Methods A total of 82 NEC neonates were selected as NEC group, and were divided into mild group(21 cases), moderate group(43 cases), and severe group(18 cases) according to the modified Bell-NEC stage, and another 80 healthy neonates were selected as control group during the same period. Serum TGF-β1 and IAP levels were detected in each group. The correlations of serum TGF-β1 and IAP levels with Bell-NEC stage were analyzed by Spearman rank correlation, and receiver operating characteristic (ROC) curve was used to analyze the diagnostic value of serum TGF-β1 and IAP levels on NEC in critically ill neonates.

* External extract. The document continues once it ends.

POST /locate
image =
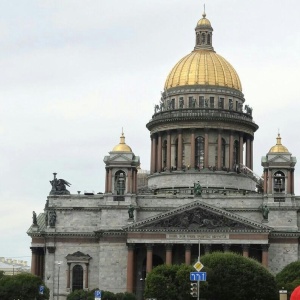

Results Compared with the control group, serum TGF-β1 and IAP levels were reduced in the NEC group (P<0.05). The serum TGF-β1 and IAP levels of children with NEC in the mild, moderate, and severe groups were reduced sequentially (P<0.05). Spearman's rank correlation analysis showed that serum TGF-β1 and IAP levels in children with NEC stage were negatively correlated with Bell-NEC stage (rs=-0.669, -0.658, P<0.001). ROC curve analysis showed that the area under the curve of serum TGF-β1 and IAP levels alone and their combination in the diagnosis of severe neonatal NEC was 0.783, 0.780, and 0.905, respectively.
Conclusion Decreased serum TGF-β1 and IAP levels in NEC neonates are associated with severity of disease, and the combined serum TGF-β1 and IAP levels are of high value in the diagnosis of severe neonatal NEC and may be an auxiliary diagnostic index for severe neonatal NEC.